Reading Time: 3 minutes

This isn’t a convince you to work with our group post. Not at all. In fact, this question came from someone within Bennett Data Science. And the answer lets me talk about how we use modern technology to completely demystify the data science process while making things simple to monitor and track. This isn’t nearly as boring as it sounds! It’s really important stuff. In this post, I’ll show you how we handle most of our clients in terms of IP, data and accountability.
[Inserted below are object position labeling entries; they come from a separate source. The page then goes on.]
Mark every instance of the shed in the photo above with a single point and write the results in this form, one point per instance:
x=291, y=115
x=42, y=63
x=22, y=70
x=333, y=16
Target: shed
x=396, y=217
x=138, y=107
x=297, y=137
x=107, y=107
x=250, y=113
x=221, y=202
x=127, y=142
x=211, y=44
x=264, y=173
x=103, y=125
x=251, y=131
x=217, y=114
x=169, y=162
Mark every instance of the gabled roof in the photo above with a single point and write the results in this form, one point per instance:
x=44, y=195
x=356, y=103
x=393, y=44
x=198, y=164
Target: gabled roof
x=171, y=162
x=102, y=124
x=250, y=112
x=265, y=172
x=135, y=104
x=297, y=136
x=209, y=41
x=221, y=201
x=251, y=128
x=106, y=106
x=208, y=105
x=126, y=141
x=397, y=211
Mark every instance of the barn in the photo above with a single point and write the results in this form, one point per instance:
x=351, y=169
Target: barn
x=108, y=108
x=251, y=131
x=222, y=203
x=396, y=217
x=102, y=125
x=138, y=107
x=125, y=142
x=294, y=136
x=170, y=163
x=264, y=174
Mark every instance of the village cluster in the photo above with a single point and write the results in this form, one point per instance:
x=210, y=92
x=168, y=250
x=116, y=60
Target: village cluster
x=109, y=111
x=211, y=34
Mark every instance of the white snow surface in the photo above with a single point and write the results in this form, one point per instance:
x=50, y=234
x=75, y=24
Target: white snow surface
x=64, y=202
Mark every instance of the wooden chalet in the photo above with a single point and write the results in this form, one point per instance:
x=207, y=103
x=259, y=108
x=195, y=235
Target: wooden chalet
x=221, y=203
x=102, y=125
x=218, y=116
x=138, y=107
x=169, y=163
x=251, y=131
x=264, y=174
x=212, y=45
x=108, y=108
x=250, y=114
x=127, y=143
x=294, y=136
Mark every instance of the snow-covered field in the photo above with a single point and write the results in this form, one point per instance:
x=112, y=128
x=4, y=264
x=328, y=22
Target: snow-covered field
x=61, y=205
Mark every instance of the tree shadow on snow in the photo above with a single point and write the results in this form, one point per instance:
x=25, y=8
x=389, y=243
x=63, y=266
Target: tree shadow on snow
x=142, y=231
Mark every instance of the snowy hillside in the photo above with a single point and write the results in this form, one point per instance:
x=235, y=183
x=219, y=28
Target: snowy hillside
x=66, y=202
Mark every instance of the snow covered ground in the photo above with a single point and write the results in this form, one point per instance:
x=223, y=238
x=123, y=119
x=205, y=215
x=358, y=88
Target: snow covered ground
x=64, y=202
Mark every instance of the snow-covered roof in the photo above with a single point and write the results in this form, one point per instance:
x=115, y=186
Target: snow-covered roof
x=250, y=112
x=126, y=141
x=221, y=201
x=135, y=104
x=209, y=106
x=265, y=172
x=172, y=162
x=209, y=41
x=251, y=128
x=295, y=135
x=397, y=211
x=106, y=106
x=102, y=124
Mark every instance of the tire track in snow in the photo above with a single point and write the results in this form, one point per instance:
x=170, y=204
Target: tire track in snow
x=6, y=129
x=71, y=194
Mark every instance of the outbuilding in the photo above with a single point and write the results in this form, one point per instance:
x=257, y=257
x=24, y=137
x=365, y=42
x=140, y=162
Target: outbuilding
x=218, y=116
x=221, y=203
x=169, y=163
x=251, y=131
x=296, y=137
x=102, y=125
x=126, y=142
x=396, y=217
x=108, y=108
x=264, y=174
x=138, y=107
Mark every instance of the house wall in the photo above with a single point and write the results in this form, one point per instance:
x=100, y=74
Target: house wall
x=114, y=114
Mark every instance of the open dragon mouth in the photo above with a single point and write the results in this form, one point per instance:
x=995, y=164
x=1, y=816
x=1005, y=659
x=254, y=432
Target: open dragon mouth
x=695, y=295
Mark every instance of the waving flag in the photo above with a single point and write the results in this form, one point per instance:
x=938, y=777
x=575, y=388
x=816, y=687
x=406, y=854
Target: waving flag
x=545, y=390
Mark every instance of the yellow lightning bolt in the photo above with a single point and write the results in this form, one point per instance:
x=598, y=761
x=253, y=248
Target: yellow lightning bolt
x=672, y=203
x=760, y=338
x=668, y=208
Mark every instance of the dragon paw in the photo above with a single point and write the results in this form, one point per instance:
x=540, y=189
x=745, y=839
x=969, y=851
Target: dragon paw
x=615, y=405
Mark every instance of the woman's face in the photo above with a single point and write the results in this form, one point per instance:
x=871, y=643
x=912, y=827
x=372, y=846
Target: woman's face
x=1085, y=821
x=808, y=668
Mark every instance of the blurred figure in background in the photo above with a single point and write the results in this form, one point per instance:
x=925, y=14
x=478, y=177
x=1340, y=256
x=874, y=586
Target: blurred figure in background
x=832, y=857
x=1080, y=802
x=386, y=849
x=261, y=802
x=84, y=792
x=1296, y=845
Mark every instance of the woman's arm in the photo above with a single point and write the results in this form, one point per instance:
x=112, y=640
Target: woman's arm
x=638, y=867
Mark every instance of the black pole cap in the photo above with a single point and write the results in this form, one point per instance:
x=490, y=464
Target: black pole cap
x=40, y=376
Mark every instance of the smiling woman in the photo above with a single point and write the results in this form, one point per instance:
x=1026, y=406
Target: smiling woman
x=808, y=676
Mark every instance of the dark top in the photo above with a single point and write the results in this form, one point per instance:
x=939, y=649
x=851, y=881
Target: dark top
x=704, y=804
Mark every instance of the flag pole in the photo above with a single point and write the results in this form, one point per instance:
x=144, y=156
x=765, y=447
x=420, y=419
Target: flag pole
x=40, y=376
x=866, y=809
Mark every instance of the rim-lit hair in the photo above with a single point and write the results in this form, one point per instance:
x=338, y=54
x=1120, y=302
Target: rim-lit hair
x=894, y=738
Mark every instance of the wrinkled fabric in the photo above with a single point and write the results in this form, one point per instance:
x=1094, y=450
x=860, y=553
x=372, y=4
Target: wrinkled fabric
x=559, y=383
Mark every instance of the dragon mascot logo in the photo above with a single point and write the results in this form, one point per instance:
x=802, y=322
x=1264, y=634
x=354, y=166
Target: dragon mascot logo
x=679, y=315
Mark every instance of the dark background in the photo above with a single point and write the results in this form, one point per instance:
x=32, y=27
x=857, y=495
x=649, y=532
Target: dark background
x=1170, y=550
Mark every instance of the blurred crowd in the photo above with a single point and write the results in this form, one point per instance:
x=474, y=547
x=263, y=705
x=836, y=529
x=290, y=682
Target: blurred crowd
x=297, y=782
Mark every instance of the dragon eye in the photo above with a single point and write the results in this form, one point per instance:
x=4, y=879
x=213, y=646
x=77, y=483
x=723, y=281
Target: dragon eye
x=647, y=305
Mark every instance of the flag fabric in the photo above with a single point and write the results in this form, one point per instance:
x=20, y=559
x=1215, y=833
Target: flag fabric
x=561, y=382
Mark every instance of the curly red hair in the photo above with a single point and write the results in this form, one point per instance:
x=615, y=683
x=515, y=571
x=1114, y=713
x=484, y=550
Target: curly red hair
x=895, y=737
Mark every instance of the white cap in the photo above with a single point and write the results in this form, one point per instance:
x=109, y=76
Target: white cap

Let’s get into it.

Let’s look at some of the pros and cons of hiring in house and using an expert consultancy (because there are all levels!). Both can walk at any moment (at least California is an at-will state).
In-house data scientists:
Pros:

  • You have complete managerial control of your team (hours worked, supervision, etc.)
  • Can be better for long-duration projects in some cases
  • They won’t work on other projects (formally)
  • The IP they contribute belongs to your company

Cons:

  • You have to control (manage) your team – and managing data scientists can be challenging
  • If you want higher capability or skill level you have to train or hire for it
  • Without careful management, there can be a lot of idle/wasted time

Consultants:
Pros:

  • You get specialized talent for as long as you want/need it
  • At the high levels, little to no mentorship/management/supervision is needed. In fact it often flows in the opposite direction
  • The IP contributed belongs to your company
  • You pay for what you actually need (there’s no water-cooler talk)

Cons:

  • Some leaders don’t feel that using consultants contributes to building the company culture and IP
  • Initial costs can seem higher (but with value pricing, that notion goes away)
  • Availability
  • Legal considerations

Something I’m very sensitive to that comes up in both lists of Pros is “IP”. Doesn’t a company retain more IP with in house employees? It really depends, but assuming the contract is worded in such a way that the IP generated from the contract work belongs to the company, there is no down side to using a contractor.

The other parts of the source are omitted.